Если архетип - постоянное схематическое инвариантное ядро, скелет многообразных мифологических сюжетов и мотивов в их предельной абстракции, то мифологема представляет конкретные модификации, разные проявления, видоизменения одной и той же сущности, архетипа.

Мифологема в отличие от архетипа этноспецифична. Для каждого этноса характерен свой набор мифологем. Мифологема не может быть сведена к конкретному мифу, она может быть только реконструирована (В.Н. Топоров). Так архетипический образ мирового древа может выражаться в виде египетского древа жизни сикоморы, дерева кадамбы в центре мироздания в индийской мифологии, древа мирового Иггдрасиль в скандинавской мифологии.

Каждая мифологема, имея вполне самостоятельный смысл, единична и конкретна. Однако совокупность конкретных мифологем, созданных в разное время, в разных культурах, зачастую независимо друг от друга, нередко оказывается связанной единой темой - архетипической доминантой. Например, тема «метаморфозы» отражает наиболее архаичные черты мифологического мышления. Эта тема объединяет такие известные мифологемы, как «Нарцисс», «Гиакинф», «Актеон», «Арахна», «Прокна», «Дафна», «Миниады»; сюда же относятся временные превращения (оборотничество) древнеегипетских богов Ра, Гор; метаморфозы претерпевают расчлененные тела чудовищ и перволюдей, из которых создаются части мироздания: тело чудовища Тиамат в аккадской мифологии, тела перволюдей Имира и Пуруши в скандинавской и ведийской мифологиях.
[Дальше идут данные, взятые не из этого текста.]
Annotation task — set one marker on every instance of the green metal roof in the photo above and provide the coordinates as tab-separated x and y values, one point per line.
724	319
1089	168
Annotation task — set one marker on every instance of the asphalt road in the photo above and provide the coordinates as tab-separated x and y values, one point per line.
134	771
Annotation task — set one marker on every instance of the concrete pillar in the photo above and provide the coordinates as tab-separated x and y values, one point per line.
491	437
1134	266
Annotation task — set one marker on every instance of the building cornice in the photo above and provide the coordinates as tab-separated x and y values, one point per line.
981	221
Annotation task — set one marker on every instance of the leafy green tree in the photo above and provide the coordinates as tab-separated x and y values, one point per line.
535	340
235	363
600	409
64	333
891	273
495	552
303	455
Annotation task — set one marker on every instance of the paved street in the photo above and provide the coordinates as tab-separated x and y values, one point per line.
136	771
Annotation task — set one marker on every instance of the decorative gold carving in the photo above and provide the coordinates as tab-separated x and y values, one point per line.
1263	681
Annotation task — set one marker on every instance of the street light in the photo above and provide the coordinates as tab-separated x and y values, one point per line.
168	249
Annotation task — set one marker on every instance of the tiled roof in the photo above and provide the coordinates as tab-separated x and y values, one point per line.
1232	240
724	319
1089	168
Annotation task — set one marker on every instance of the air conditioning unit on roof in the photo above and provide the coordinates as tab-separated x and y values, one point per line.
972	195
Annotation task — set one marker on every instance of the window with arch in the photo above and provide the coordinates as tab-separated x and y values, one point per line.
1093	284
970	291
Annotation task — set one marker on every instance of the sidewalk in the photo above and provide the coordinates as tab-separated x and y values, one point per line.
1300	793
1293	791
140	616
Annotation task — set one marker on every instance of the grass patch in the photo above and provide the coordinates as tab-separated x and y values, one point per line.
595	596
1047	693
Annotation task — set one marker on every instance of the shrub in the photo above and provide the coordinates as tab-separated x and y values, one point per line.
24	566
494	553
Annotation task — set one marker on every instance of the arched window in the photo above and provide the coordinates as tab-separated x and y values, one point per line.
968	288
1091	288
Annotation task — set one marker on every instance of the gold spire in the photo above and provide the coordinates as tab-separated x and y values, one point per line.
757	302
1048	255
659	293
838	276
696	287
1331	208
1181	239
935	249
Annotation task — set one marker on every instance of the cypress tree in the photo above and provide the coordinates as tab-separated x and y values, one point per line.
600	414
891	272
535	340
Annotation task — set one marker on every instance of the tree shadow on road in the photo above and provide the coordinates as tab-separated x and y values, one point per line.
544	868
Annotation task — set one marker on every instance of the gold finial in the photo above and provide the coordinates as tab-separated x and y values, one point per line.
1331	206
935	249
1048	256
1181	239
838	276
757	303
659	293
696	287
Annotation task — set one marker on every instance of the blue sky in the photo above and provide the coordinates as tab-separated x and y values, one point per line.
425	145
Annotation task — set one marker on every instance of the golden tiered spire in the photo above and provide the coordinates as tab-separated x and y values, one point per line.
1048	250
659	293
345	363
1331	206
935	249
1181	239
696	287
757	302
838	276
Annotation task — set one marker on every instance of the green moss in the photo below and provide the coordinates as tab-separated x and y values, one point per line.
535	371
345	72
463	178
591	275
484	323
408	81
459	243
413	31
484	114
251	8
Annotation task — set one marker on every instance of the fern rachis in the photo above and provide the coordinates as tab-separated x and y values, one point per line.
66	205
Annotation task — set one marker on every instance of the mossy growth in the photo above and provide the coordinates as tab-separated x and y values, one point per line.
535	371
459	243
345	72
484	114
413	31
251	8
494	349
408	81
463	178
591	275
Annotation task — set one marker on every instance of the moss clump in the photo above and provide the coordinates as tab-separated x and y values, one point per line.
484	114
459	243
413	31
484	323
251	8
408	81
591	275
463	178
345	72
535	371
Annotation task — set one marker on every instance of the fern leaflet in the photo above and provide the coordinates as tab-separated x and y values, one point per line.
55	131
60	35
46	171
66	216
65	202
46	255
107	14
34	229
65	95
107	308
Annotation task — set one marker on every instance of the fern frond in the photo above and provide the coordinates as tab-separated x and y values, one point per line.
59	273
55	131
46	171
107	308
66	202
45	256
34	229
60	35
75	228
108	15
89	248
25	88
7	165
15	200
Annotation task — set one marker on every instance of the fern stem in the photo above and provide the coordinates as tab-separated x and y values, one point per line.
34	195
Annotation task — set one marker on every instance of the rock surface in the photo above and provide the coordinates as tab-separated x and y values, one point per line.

Это позволяет говорить об архетипах как об универсалиях человеческого существования, а о мифологеме как о развертывании в пространстве тех смыслов, которые заключены в архетипах, при этом архетипы обеспечивают сквозное единство человеческой культуры и являются константными доминантами, объединяющими разнообразные этноспецифичные мифологемы. Таким образом, архетип и мифологему можно рассматривать в качестве статических и динамических элементов мифа соответственно.

Мифологему можно представить как многоуровневый структурированный набор элементов, каждый из которых обозначает тот или иной аспект мифа как единого когнитивного целого. В мифологеме можно выделить ядерные и периферийные элементы. Так, в мифологеме «Персефона» ядром является повествование о дочери Деметры, которую Аид похитил и умчал в царство мертвых, после чего она должна треть года проводить в подземном царстве, а две трети с матерью, радость которой вернет земле изобилие. Тем самым это выражает концепт «плодородие и увядание растительного мира», «жизнь и смерть». Периферийным структурным элементом является зернышко граната, которое Аид дал Персефоне, чтобы она не забыла царство смерти и вернулась к нему. (Гранатовое зернышко - символ плодородия, но владельцем его является бог смерти.)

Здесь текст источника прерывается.